From half past six until ten o’clock in the same evening, an adult sister of the deceased and a boy who had come there by appointment to receive a music lesson from the deceased, remained in the house. They then left the house and locked it up, and it remained locked and unoccupied until January 10, when it was thoroughly searched by a sister of the deceased, who was allowed to testify that she found in it no money except three or four cents. It did not appear that any one had entered the house in the mean time, except some member of the family of the father of the deceased.

The testimony objected to was that in regard to the financial transactions of the deceased on January 7, and in regard to the search of the house on January 10. The objections go to its *397weight rather than to its competency. By the plans and the testimony, and perhaps by a view, the jury became familiar with the neighborhood where the deceased resided, and they learned something of her habits and mode of life. That the possibility of her having expended money other than that shown was not absolutely excluded did not render the testimony incompetent. The details of her dealings and the circumstances of her life shown by the testimony might have satisfied the jury that the probability of such expenditure was exceedingly small. The possibility, if there was a possibility, that the contents of her pocket-book might have been stolen during the half hour that the bag and the other articles found near the body lay on the floor of the piazza of her father’s house, or remained in the kitchen before the bag and pocket-book were examined, affects the weight of the evidence, but the jury might have considered it too small to be important.* The same may be said of the possibility that a burglar entered the house and stole her money after her death, and before the house was searched.

The bills were not identified by ear-marks, but they corresponded in denomination, and such a likeness is often proper to be considered in connection with other incriminating evidence. See Commonwealth v. Sturtivant, 117 Mass. 122; Commonwealth v. Scott, 123 Mass. 222; Commonwealth v. Billings, 167 Mass. 283; Riggs v. State, 104 Ind. 261.
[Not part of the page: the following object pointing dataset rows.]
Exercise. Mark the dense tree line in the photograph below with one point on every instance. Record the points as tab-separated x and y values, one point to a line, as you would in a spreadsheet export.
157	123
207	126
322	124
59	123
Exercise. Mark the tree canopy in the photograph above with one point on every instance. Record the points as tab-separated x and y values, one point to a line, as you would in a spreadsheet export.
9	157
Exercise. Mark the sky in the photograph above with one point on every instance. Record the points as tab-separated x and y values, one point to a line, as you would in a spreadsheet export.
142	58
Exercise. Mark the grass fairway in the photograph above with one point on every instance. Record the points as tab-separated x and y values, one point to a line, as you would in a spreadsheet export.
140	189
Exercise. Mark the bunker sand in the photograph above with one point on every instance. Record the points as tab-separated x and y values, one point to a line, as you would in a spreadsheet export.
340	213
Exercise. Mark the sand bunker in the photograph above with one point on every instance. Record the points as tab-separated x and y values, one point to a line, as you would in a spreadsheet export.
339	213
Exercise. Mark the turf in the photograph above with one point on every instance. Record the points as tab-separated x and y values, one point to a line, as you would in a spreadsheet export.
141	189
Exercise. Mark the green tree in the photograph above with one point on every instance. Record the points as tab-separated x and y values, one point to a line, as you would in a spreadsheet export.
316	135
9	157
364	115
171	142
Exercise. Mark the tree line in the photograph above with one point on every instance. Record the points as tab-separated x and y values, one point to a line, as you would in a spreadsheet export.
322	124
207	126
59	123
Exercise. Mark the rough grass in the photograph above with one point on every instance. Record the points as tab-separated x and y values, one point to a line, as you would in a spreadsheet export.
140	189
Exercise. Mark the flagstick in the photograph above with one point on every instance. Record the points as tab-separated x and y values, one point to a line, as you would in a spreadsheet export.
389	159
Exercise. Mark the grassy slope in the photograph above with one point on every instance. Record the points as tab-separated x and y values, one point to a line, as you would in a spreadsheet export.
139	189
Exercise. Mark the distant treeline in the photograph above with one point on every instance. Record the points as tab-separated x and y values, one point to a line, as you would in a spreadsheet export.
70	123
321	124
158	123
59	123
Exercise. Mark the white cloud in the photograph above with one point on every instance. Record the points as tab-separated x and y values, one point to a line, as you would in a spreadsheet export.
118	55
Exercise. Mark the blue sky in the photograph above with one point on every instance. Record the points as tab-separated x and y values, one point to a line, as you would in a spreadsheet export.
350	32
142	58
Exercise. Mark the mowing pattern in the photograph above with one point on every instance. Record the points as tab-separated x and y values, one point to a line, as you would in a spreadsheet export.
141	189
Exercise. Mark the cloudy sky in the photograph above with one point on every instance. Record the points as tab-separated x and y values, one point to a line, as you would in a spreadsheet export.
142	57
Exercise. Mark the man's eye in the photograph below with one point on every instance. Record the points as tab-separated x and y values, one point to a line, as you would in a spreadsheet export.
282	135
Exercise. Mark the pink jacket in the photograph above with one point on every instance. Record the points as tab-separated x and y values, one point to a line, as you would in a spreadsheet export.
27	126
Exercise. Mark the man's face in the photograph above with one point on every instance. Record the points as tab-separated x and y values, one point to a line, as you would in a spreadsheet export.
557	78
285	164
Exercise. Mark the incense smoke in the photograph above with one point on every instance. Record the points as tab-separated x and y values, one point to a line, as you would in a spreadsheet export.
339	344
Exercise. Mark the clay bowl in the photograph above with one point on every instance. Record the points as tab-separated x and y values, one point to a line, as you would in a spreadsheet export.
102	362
In the present case the testimony was not only to be considered in connection with other circumstances tending to show the guilt of the prisoner, but also with the prisoner’s admissions on this very point, that he had ten dollars of the money of the • deceased.

The testimony objected to was proper for the consideration of the jury, in connection with the other evidence in the case.

Exceptions overruled.

It appeared in evidence that the body of the deceased was discovered by her father in some woods about seventy feet from the highway and about a quarter of a mile from her home; that soon after such discovery he gathered the bundles and hand-bag, which lay near the body, and, running to his house, threw them upon the floor of the piazza, where they remained without examination for about half an hour unguarded ; and that they were afterwards removed without examination to the kitchen of the house.